María Moliner tuvo mejor fortuna y más imaginación al componer su diccionario. En la entrada para «nuevo» de la edición original de su diccionario (1966) no se contenta, a diferencia de la RAE, con referir sus usos e insertar una selección de sinónimos, sino que agrega una tirilla de verbos (ya no adjetivos, que es la especie gramatical de «nuevo» y con la que más tiene relación, sino verbos) que evocan la novedad o sus aspectos: «estrenar», «introducir», «innovar», «rejuvenecer», «reformar», «restaurar». Y si al lector no le basta, se añaden sustantivos (algunos con turno nocturno como adjetivos) que evocan la novedad o sus aspectos: «neófito», «novato», «novicio», «moda», «invento», «principiante». También están sus notas etimológicas, que asisten la memoria del lector vía la arqueología de las palabras. Moliner, además, tiene estilo. En su primera definición de «verbo» (cuya entrada se extiende por casi 50 páginas), escribe: “Palabra con que se expresan las acciones y estados de los seres, y los sucesos”. “Estados de los seres”: en las palabras claras de Moliner, el verbo es un reflejo del espíritu. En las oscuras de la RAE, un desabrido enigma de gramática: “verbo. m. Clase de palabras cuyos elementos pueden tener variación de persona, número, tiempo, modo y aspecto”.

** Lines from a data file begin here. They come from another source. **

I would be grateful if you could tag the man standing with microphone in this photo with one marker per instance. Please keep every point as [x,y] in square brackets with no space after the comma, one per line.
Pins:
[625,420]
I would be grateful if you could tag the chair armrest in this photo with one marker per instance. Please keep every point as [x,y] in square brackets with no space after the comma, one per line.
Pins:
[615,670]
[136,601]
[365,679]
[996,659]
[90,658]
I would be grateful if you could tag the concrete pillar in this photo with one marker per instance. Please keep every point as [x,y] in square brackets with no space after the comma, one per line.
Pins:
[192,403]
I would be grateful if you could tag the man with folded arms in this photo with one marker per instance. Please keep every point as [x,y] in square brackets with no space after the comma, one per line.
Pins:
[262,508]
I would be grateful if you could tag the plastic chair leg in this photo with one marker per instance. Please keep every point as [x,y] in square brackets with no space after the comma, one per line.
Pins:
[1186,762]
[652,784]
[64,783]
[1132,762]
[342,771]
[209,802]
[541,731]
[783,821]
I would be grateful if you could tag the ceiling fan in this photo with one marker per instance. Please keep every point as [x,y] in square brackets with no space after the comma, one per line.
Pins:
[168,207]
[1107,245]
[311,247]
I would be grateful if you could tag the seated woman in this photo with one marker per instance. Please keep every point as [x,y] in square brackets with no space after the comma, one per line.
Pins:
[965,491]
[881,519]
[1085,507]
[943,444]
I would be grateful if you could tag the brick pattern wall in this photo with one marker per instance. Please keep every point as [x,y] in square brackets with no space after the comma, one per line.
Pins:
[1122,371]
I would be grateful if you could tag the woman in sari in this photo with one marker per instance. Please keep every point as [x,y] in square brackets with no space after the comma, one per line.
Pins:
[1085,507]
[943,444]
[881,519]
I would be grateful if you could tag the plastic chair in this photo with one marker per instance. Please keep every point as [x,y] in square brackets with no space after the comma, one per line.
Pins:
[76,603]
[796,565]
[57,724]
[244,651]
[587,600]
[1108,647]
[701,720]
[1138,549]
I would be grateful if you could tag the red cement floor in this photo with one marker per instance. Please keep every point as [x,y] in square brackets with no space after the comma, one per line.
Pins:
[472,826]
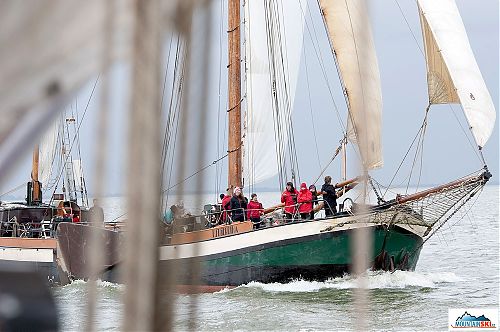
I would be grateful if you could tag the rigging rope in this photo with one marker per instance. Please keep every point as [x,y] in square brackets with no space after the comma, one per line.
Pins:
[13,190]
[74,138]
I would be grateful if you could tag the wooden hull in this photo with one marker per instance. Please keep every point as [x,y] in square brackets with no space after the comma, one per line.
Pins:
[311,250]
[34,254]
[24,243]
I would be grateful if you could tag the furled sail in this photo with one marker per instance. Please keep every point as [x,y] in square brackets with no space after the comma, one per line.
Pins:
[351,39]
[48,154]
[260,160]
[453,75]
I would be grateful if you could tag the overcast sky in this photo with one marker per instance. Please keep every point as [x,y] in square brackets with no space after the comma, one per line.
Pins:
[448,153]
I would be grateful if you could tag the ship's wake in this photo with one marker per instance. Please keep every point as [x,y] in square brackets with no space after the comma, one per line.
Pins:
[374,280]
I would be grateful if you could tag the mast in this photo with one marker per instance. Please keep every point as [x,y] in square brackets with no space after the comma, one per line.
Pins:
[34,187]
[234,95]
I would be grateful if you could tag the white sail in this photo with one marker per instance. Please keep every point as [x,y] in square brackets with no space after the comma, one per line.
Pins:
[47,154]
[351,38]
[453,75]
[260,160]
[78,174]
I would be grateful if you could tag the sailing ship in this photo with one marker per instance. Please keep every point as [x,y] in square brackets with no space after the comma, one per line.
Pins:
[236,253]
[27,233]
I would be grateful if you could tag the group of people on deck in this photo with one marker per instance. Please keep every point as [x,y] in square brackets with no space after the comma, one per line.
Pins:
[296,203]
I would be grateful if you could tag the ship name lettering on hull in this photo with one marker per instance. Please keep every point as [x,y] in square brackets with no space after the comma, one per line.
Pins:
[228,230]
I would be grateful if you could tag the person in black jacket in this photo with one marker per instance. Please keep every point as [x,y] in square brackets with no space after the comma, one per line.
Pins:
[314,192]
[238,205]
[329,197]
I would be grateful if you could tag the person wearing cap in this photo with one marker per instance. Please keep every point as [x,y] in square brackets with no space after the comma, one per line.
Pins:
[238,205]
[254,211]
[304,198]
[314,193]
[289,197]
[226,200]
[329,197]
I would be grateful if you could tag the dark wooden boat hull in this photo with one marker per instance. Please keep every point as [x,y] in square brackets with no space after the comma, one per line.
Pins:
[315,257]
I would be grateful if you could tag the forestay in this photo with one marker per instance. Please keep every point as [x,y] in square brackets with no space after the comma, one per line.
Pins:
[351,39]
[260,160]
[453,75]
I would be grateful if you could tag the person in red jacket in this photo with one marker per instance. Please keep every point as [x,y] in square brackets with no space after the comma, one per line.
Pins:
[225,205]
[305,202]
[289,197]
[254,211]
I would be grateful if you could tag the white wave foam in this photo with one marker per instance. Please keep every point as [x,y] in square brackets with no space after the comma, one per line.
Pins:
[376,280]
[100,284]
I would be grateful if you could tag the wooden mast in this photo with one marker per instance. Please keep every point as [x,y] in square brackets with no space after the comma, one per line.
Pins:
[35,195]
[234,95]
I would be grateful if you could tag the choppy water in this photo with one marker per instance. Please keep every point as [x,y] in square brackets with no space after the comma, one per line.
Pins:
[458,268]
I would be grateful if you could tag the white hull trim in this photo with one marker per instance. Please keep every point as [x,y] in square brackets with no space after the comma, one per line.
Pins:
[26,255]
[264,236]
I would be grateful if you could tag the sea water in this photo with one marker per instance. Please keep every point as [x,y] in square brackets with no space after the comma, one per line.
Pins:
[458,268]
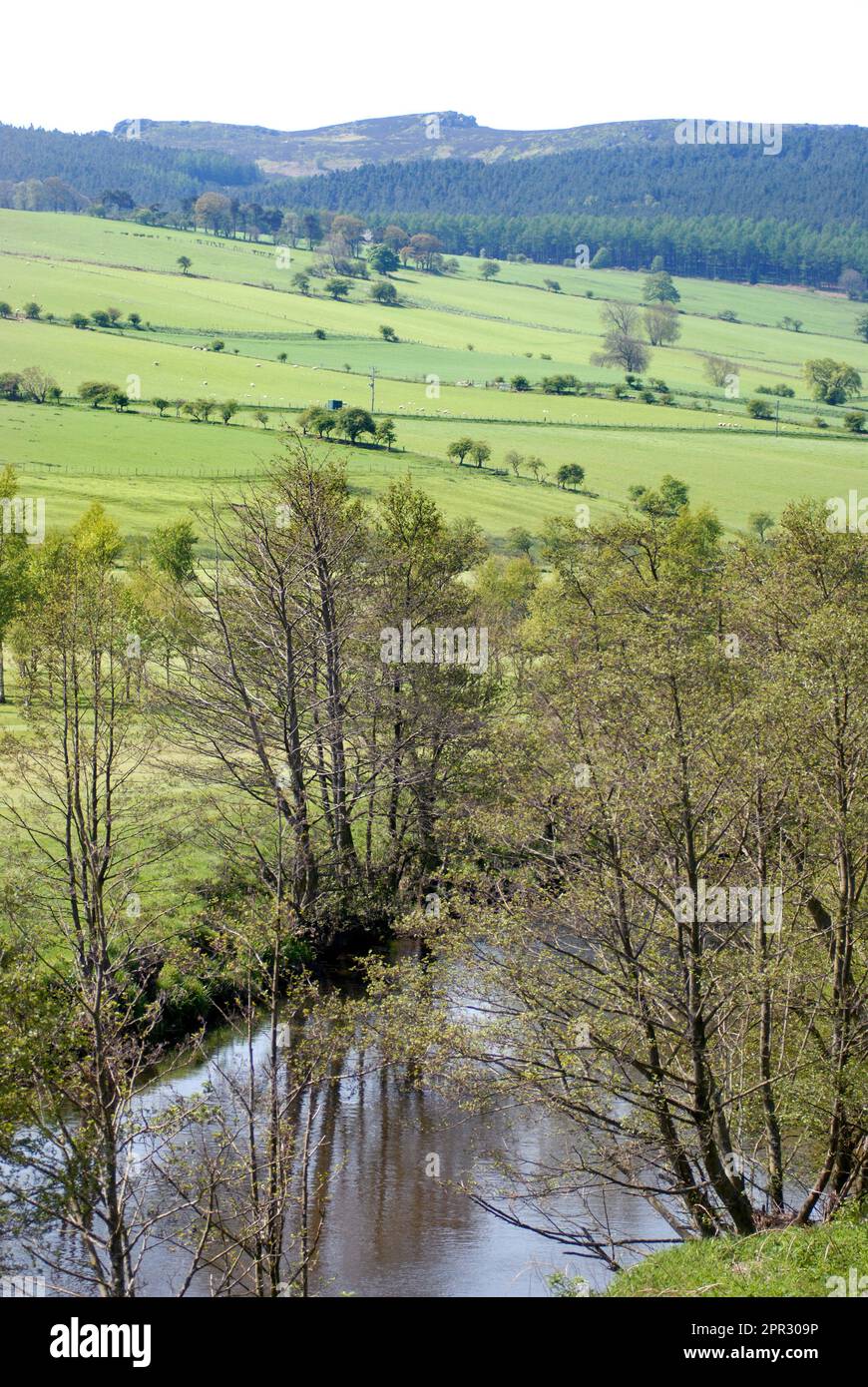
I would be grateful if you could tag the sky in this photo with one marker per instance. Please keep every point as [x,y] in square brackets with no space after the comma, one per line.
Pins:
[91,64]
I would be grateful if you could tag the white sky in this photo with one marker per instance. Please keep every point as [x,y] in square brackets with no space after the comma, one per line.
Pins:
[292,66]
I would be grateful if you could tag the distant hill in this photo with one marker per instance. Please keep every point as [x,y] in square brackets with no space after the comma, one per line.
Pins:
[420,136]
[817,178]
[93,163]
[627,189]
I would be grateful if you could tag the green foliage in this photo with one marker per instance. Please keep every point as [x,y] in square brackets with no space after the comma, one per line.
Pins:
[801,1261]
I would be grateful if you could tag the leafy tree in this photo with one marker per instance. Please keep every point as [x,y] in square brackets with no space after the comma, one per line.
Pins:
[852,283]
[14,575]
[661,324]
[760,522]
[480,452]
[660,288]
[832,380]
[10,384]
[96,393]
[718,368]
[520,540]
[38,386]
[173,548]
[384,292]
[214,213]
[352,422]
[312,228]
[561,384]
[513,461]
[386,433]
[97,539]
[459,448]
[394,237]
[665,502]
[570,476]
[383,259]
[312,419]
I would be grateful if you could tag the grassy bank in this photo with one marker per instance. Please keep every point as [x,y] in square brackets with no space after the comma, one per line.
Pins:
[828,1259]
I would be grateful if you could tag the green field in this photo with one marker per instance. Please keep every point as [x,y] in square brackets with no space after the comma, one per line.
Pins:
[456,336]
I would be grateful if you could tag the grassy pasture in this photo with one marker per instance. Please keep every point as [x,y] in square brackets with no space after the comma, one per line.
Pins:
[150,469]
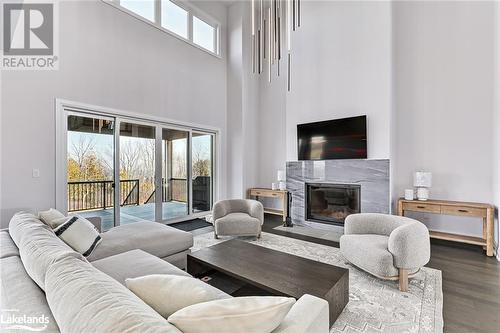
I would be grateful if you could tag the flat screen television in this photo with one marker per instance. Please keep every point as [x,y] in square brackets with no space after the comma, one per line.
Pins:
[332,139]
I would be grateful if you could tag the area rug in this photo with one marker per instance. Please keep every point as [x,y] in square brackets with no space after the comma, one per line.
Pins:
[374,305]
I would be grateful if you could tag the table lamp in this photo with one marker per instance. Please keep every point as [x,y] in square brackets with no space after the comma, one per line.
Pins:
[422,180]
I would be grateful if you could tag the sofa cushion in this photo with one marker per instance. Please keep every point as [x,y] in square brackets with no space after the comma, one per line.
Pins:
[152,237]
[38,246]
[169,293]
[370,253]
[133,264]
[20,222]
[83,299]
[7,246]
[80,234]
[52,217]
[21,295]
[239,314]
[237,224]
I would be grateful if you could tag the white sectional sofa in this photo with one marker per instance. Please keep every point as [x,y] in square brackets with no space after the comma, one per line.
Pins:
[42,276]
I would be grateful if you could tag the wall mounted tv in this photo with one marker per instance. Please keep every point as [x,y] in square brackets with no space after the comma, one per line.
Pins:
[332,139]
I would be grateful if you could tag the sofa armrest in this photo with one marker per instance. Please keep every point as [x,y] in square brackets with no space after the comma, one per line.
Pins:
[219,210]
[373,223]
[308,315]
[410,245]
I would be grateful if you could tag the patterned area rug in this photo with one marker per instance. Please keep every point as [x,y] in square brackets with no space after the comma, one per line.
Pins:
[375,305]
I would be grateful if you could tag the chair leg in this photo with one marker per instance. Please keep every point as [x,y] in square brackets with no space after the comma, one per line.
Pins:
[403,279]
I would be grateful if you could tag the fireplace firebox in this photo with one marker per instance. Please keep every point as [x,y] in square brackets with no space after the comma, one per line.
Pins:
[331,203]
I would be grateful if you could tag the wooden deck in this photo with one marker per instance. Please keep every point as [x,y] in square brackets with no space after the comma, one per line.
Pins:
[137,213]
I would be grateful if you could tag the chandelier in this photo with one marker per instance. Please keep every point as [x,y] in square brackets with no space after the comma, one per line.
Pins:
[272,21]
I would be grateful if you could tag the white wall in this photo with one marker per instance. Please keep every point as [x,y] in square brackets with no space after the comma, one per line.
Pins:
[111,59]
[443,93]
[341,67]
[496,124]
[243,104]
[235,101]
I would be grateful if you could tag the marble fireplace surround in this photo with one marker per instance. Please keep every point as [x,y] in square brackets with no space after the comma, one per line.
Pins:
[372,175]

La lengua inglesa no conoce autoridades: conoce diccionarios. Destacan el Longman, el Merriam Webster, el Oxford, el Cambridge, el Collins, cada uno con un sinnúmero de variedades según la necesidad y el interés, compartiendo espacio e influencia, dilatando el espectro de la lengua. En el castellano, ocurre del modo opuesto: todos los diccionarios (y hay algunos dignos de elogio, aparte del de Moliner, como el ideológico de Casares) palidecen ante la autoridad de la RAE, un rezago del imperio, que todavía se considera el centinela del castellano, desplumando palabras sobre su poltrona de oro americano bajo el espejismo de que la variante del español más extendida sigue siendo la de España. La prueba es su decisión de publicar un Diccionario de la Lengua Española, que actúa como referencia central y cuyas definiciones se avienen ante todo con el español de España (como en «tintinar»), y aparte uno de americanismos, como si el castellano ultramarino fuera una ramita del de España y no un tronco gigantesco (en este punto, con la insalvable ventaja poblacional de la América que habla español sobre España, la RAE debería componer si acaso un Diccionario de Españolismos). No espero la supresión de la RAE ni de sus diccionarios. Pero, en busca de la amplitud y en defensa del estilo, para abrirles espacio a labores de la imaginación como la de Moliner o la de Casares, se debería liquidar su monopolio.